Dr. Konstantinos Farsalinos of the Onassis Cardiac Surgery Center in Athens reported to the annual meeting of the European Society of Cardiology that a small short-term trial had shown significantly better cardiac performance of ecigarette smokers in comparison to tobacco smokers. Farsalinos warned that larger studies were required to measure the long-term health impact of ecigarettes, but expressed some optimism: "Considering the extreme hazards associated with cigarette smoking, currently available data suggest that electronic cigarettes are far less harmful and substituting tobacco with electronic cigarettes may be beneficial to health." Another small study, also in Greece, reported earlier in 2012 the devices had little short-term impact on lung function.
A report from a UK Government advisory unit favoured the adoption of "smokeless nicotine cigarettes" over the traditional "quit or die" approach, believing this would save more lives.
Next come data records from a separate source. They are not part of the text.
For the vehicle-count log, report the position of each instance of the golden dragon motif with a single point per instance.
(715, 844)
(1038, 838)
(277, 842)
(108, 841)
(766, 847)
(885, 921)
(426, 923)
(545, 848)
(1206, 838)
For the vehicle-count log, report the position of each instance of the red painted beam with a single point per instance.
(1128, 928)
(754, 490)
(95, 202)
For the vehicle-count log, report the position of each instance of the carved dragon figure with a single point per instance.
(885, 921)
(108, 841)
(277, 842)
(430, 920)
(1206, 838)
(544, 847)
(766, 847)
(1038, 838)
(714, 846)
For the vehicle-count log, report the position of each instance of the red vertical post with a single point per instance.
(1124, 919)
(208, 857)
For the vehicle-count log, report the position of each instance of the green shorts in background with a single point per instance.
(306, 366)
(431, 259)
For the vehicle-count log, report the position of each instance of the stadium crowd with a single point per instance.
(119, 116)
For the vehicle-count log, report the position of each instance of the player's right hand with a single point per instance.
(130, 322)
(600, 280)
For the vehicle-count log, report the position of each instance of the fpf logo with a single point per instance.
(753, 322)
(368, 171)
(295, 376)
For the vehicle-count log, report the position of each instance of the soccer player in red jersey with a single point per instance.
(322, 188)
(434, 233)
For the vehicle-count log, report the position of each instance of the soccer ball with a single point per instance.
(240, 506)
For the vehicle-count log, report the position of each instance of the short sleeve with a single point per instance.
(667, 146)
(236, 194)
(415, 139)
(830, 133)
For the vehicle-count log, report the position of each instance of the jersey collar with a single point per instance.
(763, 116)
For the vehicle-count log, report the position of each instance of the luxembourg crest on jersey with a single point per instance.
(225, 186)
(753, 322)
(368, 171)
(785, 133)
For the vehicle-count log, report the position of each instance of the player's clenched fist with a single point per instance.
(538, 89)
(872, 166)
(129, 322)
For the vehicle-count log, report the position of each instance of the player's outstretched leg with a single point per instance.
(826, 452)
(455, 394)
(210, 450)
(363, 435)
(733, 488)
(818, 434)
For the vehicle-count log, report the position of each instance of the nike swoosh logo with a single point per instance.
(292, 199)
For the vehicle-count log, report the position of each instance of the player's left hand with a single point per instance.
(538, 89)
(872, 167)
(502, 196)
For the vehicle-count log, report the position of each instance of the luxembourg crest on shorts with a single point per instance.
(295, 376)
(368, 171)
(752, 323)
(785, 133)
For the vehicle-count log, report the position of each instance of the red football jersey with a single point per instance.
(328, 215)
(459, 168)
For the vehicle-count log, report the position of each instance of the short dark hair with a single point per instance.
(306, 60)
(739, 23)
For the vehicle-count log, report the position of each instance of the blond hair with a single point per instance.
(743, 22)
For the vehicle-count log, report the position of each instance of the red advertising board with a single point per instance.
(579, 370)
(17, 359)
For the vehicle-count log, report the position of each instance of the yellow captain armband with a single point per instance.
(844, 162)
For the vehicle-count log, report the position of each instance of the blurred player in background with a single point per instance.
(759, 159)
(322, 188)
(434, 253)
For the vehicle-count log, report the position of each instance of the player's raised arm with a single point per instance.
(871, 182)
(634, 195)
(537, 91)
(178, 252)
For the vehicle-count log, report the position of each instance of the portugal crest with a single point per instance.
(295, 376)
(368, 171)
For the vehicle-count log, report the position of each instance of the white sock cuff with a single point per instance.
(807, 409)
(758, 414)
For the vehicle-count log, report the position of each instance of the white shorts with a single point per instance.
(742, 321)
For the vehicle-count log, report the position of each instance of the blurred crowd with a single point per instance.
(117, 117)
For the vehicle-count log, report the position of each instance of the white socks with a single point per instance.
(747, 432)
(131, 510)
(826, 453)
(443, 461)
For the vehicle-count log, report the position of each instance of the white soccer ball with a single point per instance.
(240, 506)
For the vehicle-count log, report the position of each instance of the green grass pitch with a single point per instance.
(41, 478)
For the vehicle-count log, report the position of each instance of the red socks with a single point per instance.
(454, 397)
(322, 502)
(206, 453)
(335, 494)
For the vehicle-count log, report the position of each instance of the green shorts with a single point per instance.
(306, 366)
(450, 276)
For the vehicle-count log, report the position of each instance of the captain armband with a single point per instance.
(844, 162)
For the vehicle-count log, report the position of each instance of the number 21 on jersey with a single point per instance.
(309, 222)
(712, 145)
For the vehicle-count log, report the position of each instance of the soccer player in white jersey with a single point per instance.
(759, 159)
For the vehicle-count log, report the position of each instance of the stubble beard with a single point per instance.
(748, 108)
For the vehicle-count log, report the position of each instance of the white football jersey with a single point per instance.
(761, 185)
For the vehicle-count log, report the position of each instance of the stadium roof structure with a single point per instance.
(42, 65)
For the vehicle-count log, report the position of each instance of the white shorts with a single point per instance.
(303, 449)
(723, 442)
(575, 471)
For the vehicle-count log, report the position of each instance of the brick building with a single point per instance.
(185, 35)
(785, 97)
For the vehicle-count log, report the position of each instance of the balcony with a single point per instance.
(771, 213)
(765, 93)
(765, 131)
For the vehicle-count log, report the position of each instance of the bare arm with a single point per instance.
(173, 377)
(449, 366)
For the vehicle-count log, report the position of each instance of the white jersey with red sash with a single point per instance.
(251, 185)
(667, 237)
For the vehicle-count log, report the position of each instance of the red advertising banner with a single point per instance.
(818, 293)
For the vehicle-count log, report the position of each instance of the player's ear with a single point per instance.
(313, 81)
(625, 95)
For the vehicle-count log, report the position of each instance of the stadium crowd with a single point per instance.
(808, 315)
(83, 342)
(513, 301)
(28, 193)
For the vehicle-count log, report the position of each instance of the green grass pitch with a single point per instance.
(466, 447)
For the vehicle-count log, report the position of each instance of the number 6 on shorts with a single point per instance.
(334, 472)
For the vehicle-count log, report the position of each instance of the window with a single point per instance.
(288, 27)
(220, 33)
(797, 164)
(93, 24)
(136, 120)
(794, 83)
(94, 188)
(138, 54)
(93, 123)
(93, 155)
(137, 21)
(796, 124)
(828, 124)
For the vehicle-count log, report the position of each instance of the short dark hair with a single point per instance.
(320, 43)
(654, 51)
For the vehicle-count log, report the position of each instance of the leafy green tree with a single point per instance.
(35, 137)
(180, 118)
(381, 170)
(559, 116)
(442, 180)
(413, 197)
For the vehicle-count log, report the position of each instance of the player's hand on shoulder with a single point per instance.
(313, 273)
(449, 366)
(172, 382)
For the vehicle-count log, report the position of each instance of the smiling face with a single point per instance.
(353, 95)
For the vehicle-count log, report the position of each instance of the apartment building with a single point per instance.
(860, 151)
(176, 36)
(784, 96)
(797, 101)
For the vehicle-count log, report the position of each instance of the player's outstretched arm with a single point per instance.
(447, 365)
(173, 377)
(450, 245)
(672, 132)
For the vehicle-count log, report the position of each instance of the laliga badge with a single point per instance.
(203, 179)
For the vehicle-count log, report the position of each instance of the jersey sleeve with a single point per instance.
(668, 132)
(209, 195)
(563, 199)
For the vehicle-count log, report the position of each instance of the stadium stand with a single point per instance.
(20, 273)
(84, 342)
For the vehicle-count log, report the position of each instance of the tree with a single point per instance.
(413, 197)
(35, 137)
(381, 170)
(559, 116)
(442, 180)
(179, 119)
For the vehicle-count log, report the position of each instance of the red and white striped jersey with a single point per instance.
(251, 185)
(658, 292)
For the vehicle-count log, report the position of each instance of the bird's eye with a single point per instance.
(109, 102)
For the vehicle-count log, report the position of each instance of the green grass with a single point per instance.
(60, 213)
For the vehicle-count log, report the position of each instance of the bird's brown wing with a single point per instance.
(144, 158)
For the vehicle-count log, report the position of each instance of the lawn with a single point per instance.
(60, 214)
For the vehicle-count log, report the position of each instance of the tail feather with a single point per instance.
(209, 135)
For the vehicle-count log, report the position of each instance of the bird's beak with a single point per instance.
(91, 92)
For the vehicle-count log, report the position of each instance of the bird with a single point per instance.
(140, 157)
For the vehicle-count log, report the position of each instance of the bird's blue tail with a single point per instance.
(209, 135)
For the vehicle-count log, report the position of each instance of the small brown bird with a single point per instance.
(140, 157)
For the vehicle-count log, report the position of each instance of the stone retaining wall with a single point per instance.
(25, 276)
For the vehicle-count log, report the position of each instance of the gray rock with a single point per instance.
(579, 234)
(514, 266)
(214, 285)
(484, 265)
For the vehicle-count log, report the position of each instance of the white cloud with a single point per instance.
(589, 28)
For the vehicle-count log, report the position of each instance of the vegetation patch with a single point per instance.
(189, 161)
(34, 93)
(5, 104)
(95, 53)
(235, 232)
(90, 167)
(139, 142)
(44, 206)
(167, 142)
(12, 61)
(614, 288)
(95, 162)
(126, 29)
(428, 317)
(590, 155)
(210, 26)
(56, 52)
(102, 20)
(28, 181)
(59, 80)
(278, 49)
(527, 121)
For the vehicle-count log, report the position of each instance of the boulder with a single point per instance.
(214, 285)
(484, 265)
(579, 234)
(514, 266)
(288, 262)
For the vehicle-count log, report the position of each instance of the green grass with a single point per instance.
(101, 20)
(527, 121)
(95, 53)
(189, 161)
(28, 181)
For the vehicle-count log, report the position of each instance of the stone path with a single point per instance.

While electronic cigarettes may deliver nicotine to the user in a manner similar to that of a nicotine inhaler, no electronic cigarette has yet been approved as a medicinal nicotine replacement therapy (NRT) product or subjected to the necessary clinical testing for such approval. Doubts have even been raised as to whether electronic cigarettes actually deliver any substantial amount of nicotine.
Research carried out at the University of East London on the effects of using an electronic cigarette to reduce cravings in regular tobacco smokers showed that there was no significant reported difference between smokers who inhaled vapour containing nicotine and those who inhaled a placebo vapour containing no nicotine. The report concluded that although electronic cigarettes can be effective in reducing nicotine-related withdrawal symptoms, the nicotine content does not appear to be of central importance, and other smoking related cues (such as taste or vapour resembling smoke) may account for the reduction in discomfort associated with tobacco abstinence in the short term.
In an online survey from November 2009 among 303 smokers, it was found that e-cigarette substitution for tobacco cigarettes resulted in reduced perceived health problems when compared to smoking conventional cigarettes (less cough, improved ability to exercise, improved sense of taste and smell).
Trace amounts of 'volatile organic compounds', namely formaldehyde, as well as traces of ketones, mercury and tetramethylpyrazine, have been found in electronic cigarette vapour, but the quantities are significantly smaller than the quantities found in tobacco smoke and do not pose a significant health risk.